Sunday, July 01, 2012

Tablet or Lap Top?

The announcement two weeks ago from Microsoft of new Surface tablet devices coming soon to a store near you has renewed the already heavy interest in a tablet as a   replacement for the traditional lap top computer.  One of my sisters-in-law, who is changing jobs and re-entering academia, asked if she should purchase a tablet instead of replacing her well aged PC. 

Like so many of these “either /or” questions, the answer is not the same for everyone and depends heavily on what you do with a computer on a day-to-day basis.  One thing is for sure, they are two different devices and each does well things the other does not do well.

Tablets, especially the gold standard Apple iPads, are outstanding devices. The iPad screen is bright and has better picture resolution than most of us have on our flat screen digital TV. The iPad excels in surfing the web, reading magazines and watching videos from YouTube and other online video services.  The personal calendar is also great and can be synched with smart phones and desktop computers.  Sending and receiving email are also very easy.  Of course you will need either access to wifi hotspots or purchase a data plan from your wireless phone provider to accomplish most of these tasks.

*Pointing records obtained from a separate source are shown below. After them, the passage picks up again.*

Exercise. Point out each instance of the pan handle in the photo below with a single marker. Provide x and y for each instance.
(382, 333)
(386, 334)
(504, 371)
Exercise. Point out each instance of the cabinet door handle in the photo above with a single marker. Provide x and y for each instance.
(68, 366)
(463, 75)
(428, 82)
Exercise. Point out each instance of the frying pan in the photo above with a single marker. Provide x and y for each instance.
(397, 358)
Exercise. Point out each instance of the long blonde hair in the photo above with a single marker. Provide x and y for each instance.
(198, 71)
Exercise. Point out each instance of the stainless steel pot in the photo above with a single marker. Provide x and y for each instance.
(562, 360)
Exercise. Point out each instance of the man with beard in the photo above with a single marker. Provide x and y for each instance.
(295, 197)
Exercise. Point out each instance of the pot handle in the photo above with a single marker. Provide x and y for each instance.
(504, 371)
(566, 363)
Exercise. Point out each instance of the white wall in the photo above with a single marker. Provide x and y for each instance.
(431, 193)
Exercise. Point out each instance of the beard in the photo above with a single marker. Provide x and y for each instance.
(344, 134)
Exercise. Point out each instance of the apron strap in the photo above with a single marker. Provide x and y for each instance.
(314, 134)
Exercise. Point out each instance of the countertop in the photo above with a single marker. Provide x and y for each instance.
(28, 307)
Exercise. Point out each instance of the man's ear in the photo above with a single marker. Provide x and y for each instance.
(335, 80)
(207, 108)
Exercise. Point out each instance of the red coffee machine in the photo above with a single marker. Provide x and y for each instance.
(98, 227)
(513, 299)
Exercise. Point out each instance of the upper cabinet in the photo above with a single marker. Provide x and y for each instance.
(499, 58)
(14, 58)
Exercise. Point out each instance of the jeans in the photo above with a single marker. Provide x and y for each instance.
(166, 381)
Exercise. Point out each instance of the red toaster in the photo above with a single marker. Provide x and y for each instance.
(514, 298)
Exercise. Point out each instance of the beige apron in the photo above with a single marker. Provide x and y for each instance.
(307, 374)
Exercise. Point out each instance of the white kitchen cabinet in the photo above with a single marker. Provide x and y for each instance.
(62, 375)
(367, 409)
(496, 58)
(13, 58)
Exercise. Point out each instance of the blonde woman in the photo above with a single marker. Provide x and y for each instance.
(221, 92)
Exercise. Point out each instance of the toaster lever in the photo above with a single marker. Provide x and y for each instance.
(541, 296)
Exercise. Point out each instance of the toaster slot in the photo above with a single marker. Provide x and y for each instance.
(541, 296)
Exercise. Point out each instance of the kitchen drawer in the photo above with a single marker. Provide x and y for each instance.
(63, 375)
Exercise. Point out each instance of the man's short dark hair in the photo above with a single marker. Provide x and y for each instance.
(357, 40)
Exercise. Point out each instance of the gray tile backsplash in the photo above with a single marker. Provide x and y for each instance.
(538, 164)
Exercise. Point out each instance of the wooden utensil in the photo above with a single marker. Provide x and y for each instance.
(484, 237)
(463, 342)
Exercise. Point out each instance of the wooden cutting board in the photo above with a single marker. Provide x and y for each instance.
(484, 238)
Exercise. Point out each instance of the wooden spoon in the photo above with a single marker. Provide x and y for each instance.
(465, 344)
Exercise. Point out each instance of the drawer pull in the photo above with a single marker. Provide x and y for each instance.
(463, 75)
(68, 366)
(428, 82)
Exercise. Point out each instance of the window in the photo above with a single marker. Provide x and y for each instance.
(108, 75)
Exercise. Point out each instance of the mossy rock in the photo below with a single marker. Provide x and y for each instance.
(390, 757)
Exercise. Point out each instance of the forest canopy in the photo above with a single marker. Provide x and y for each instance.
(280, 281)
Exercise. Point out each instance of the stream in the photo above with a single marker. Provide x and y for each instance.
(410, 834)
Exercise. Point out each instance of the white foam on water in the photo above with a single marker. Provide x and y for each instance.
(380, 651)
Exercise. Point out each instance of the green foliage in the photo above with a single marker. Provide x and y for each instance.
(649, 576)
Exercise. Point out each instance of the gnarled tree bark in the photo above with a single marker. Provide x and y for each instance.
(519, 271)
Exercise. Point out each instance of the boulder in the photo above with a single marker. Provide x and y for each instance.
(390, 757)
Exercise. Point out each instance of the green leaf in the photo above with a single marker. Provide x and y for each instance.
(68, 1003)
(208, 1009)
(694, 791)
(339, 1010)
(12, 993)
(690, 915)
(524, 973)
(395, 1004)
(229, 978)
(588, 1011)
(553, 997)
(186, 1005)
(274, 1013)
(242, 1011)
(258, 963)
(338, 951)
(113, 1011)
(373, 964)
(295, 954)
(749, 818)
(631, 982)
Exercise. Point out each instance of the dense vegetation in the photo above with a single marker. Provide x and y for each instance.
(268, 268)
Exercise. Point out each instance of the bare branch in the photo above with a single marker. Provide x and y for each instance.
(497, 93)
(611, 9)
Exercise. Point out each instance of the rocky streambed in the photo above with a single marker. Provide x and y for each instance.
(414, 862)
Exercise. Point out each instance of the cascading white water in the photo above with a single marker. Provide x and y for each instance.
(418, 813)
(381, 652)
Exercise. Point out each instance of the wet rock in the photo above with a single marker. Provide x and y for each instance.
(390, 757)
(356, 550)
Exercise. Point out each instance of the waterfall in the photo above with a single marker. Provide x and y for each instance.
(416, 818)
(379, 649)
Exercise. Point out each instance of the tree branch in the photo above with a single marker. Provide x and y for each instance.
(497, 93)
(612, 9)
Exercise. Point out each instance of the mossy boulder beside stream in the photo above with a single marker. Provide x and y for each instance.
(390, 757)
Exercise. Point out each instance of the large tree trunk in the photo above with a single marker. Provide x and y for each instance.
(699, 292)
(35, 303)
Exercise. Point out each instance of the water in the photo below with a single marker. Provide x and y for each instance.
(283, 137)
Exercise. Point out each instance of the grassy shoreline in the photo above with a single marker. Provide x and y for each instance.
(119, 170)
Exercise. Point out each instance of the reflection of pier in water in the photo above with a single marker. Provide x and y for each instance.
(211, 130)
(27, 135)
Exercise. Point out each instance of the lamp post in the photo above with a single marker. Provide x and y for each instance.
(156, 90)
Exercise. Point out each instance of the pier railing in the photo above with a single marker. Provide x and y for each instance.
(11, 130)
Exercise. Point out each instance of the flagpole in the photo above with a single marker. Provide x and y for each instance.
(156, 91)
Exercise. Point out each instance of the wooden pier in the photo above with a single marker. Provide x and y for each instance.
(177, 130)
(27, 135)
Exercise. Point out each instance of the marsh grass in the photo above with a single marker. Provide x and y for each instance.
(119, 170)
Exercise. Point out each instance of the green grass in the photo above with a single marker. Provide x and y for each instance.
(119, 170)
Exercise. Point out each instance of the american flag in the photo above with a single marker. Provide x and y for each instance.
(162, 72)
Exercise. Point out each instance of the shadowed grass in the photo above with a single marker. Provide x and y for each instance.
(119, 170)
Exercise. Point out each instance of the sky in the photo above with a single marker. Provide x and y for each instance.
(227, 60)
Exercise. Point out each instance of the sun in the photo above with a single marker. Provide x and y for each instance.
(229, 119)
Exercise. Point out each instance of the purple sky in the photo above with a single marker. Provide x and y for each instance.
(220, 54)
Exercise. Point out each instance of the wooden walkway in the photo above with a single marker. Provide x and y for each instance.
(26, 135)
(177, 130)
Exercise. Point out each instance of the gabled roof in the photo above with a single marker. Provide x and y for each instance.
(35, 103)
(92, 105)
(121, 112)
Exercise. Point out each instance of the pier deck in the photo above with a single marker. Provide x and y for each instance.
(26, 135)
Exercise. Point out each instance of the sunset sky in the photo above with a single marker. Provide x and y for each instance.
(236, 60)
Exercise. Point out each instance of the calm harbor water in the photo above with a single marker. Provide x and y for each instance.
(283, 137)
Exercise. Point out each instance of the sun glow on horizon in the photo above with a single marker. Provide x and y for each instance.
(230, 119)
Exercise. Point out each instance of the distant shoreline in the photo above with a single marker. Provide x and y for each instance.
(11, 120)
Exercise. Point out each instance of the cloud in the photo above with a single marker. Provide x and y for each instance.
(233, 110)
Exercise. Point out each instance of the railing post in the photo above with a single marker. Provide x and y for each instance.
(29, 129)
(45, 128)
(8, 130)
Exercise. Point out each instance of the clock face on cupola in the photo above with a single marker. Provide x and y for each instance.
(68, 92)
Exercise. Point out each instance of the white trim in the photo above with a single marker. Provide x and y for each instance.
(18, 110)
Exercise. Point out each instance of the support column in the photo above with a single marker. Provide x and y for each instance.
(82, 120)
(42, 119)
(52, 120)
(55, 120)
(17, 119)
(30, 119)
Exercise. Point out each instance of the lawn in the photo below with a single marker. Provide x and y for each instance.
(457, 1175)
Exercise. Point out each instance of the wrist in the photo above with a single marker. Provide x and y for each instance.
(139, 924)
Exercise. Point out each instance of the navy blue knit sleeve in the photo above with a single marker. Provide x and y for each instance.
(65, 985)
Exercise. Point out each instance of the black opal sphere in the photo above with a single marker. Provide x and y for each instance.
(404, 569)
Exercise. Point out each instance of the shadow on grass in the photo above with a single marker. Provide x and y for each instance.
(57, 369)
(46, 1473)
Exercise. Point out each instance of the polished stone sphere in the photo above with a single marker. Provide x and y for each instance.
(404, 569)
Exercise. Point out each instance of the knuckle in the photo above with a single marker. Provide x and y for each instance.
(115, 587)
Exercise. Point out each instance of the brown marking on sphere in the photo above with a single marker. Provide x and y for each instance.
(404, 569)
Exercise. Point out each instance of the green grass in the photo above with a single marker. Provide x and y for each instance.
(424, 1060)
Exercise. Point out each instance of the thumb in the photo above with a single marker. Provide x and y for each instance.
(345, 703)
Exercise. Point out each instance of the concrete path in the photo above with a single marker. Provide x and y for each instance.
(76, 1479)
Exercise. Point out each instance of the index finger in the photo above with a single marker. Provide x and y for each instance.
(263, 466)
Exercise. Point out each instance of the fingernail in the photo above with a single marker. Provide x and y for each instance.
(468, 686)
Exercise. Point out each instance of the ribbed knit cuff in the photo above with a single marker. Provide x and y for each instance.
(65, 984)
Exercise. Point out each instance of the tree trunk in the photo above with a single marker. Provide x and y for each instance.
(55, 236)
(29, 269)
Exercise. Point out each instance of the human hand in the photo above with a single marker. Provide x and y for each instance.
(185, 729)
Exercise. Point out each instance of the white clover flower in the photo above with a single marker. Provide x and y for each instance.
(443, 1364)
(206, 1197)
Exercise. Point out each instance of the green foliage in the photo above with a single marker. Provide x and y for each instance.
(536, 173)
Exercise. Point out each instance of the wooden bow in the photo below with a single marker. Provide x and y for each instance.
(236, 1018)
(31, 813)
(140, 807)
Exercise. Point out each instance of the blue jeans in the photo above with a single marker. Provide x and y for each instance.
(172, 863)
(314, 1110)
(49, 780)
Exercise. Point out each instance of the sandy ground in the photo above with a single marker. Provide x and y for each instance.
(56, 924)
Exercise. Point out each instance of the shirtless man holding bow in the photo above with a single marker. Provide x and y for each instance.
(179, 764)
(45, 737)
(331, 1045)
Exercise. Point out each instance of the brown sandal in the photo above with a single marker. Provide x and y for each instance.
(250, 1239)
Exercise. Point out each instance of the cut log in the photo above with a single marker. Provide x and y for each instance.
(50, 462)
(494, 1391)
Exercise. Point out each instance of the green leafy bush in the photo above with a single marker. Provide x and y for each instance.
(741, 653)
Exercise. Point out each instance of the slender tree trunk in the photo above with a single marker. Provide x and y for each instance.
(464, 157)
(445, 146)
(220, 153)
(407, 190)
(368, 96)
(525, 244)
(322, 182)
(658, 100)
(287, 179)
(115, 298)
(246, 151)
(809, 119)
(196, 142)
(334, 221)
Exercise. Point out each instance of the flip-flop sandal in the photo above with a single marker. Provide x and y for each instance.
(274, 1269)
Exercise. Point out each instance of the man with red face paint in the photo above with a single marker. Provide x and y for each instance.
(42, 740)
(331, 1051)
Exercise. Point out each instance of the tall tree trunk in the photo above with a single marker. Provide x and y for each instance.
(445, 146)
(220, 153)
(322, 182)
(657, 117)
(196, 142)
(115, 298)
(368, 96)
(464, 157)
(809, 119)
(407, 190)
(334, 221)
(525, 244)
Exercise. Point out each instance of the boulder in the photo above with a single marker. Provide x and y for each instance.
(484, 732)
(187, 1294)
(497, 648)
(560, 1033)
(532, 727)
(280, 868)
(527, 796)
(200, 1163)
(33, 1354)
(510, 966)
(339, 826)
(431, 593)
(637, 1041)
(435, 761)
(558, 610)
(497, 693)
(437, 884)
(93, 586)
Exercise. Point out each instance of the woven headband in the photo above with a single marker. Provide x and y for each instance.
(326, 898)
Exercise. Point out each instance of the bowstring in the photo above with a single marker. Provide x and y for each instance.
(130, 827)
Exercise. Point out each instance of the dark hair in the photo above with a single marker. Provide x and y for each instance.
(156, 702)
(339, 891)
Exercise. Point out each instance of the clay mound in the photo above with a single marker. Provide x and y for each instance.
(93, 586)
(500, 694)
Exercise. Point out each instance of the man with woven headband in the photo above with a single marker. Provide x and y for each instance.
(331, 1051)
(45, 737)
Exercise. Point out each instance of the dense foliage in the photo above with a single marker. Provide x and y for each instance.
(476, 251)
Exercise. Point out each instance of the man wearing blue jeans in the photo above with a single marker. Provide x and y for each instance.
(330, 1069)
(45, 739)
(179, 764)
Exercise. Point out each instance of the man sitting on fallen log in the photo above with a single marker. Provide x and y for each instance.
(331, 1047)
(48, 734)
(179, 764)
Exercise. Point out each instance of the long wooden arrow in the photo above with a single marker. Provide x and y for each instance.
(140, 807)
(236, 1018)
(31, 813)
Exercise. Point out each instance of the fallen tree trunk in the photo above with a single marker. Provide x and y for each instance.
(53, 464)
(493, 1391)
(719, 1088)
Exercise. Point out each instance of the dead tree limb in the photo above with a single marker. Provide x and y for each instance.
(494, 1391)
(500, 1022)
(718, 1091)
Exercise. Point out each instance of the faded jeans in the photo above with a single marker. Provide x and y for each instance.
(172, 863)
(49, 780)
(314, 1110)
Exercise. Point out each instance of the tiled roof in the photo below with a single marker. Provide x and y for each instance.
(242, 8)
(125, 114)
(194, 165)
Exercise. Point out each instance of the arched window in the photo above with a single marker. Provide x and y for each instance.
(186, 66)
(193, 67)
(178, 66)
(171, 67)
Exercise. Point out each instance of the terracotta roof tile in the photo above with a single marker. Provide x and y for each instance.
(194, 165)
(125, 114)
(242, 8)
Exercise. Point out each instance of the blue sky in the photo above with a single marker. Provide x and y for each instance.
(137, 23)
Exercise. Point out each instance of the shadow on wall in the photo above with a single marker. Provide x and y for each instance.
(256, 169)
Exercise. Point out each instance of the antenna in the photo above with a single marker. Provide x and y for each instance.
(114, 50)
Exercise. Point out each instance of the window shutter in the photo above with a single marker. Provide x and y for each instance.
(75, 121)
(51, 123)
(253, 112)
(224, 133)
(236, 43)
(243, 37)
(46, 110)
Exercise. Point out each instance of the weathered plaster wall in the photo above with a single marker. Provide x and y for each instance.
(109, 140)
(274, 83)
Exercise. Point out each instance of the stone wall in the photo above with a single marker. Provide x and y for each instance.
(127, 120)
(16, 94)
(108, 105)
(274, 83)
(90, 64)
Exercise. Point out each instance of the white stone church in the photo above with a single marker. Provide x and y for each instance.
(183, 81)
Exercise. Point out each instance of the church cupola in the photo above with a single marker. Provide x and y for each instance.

One of the tasks that the iPad does not do well is word processing.  I don’t mean taking a few notes at a meeting or sending short emails.  I mean writing long documents that require formatting, pagination and perhaps even footnotes.  Here the iPad falls short.  Even with a “real” keyboard (sold separately) instead of the touch screen that is built in, writing even a standard business letter and sending it to a printer is much easier on a laptop.

Getting files into and out of the device is still easier with a lap top computer since it has not only wifi but a standard USB port.  Also the lap top can run most all standard business software not just the “App” versions found on iPads.

Since I have only read about the features on the new Microsoft Surface devices I don’t know if some of these shortcomings will be addressed.  From what I have read, it looks like they will run a version of Windows 8 and, as such, may be able to handle the traditional software used by businesses and academia.  They also have a keyboard but from reports it is still not a full featured keyboard.   I’ll have to get back to you on this when I get a chance to see one up close.

For now I still see tablets and lap tops as two distinct devices each with strong features the other does not have.  This most likely will change in the future.  I’ll keep you informed.